Luisa sentit un frisson courir par tout son corps, et, à l'instant même, devint attentive. Ce n'était plus d'elle qu'il était question, c'était des Français, et, par conséquent, de Salvato. La vie de Salvato était menacée, et peut-être cette révélation de Backer allait-elle lui donner moyen de sauver cette vie si chère qu'elle avait déjà conservée.

Par un mouvement involontaire, en se penchant sur la table, elle se rapprocha du jeune homme ; sa bouche était muette, mais ses yeux interrogeaient.

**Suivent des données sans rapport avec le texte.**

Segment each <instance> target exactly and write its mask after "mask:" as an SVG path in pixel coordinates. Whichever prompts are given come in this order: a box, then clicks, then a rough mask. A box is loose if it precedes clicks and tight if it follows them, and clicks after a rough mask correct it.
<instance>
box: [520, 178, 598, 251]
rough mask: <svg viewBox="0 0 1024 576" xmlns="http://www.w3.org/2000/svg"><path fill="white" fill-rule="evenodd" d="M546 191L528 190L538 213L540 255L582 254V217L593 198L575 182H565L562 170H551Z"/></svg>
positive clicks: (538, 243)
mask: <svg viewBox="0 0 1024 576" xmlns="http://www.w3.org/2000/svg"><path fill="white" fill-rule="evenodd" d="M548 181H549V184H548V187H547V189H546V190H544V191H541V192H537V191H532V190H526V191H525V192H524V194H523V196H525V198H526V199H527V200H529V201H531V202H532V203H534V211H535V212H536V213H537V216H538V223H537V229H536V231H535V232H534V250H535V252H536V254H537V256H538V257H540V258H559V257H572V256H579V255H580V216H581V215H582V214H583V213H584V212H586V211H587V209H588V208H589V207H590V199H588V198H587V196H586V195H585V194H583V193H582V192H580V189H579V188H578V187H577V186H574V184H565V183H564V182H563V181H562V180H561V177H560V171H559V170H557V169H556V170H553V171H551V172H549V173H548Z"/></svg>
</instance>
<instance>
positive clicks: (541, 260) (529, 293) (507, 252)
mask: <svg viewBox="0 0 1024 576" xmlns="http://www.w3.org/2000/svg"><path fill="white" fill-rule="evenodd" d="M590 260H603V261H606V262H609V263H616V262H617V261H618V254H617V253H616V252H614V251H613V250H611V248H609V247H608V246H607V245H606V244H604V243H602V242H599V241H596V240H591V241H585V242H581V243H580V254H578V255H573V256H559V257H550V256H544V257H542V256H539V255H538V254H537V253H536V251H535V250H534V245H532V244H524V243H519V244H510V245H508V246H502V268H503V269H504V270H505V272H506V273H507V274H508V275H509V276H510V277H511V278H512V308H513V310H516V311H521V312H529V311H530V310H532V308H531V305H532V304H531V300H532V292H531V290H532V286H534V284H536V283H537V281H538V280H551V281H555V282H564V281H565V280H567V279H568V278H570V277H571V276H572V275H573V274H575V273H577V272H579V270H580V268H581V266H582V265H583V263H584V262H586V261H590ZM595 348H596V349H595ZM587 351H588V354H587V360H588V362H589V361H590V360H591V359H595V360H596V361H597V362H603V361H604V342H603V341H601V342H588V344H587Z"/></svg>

– Dois-je continuer ? demanda Backer.

– Continuez, monsieur, fit Luisa.

– Dans trois jours, c'est-à-dire dans la nuit de vendredi à samedi, non-seulement les dix mille Français qui sont à Naples et dans les environs, mais encore, comme je vous l'ai dit, madame, tous ceux qui sont leurs partisans seront égorgés. Entre dix et onze heures du soir, les maisons où les meurtres doivent s'accomplir seront marquées d'une croix rouge ; à minuit, le massacre aura lieu.

– Mais c'est horrible, mais c'est atroce, monsieur, ce que vous me dites là !

– Pas plus horrible que les Vêpres siciliennes, pas plus atroce que la Saint-Barthélémy. Ce que Palerme a fait pour échapper aux Angevins et Paris pour se délivrer des huguenots, Naples peut bien le faire pour se débarrasser des Français.

– Et vous ne craignez point que, vous hors de cette maison, je ne coure révéler ce projet ?

– Non, madame ! car vous réfléchirez que je ne vous ai pas même demandé la promesse de garder le secret ; non, madame ! car vous réfléchirez qu'un dévouement comme le mien ne doit pas être payé par une ingratitude ; non, madame, car vous réfléchirez que votre nom est trop beau et trop pur pour être attaché par l'histoire au pilori de la trahison.

Luisa tressaillit ; car elle comprit, en effet, ce qu'il y avait de grandeur et de dévouement dans ce secret que lui confiait, sans condition aucune, le jeune banquier. Seulement, il lui restait à savoir pourquoi il le lui confiait.

– Excusez-moi, monsieur, dit-elle, mais j'en suis à me demander ce que j'ai à faire avec les Français et avec les partisans des Français, moi, la femme du bibliothécaire, je dirai plus, de l'ami du prince royal.

– C'est vrai, madame ; mais le chevalier San Felice n'est plus là pour vous protéger par sa présence, pour vous couvrir par son loyalisme ; et laissez-moi vous dire ceci, madame : j'ai vu avec terreur que votre maison était de celles qui devaient être marquées d'une croix.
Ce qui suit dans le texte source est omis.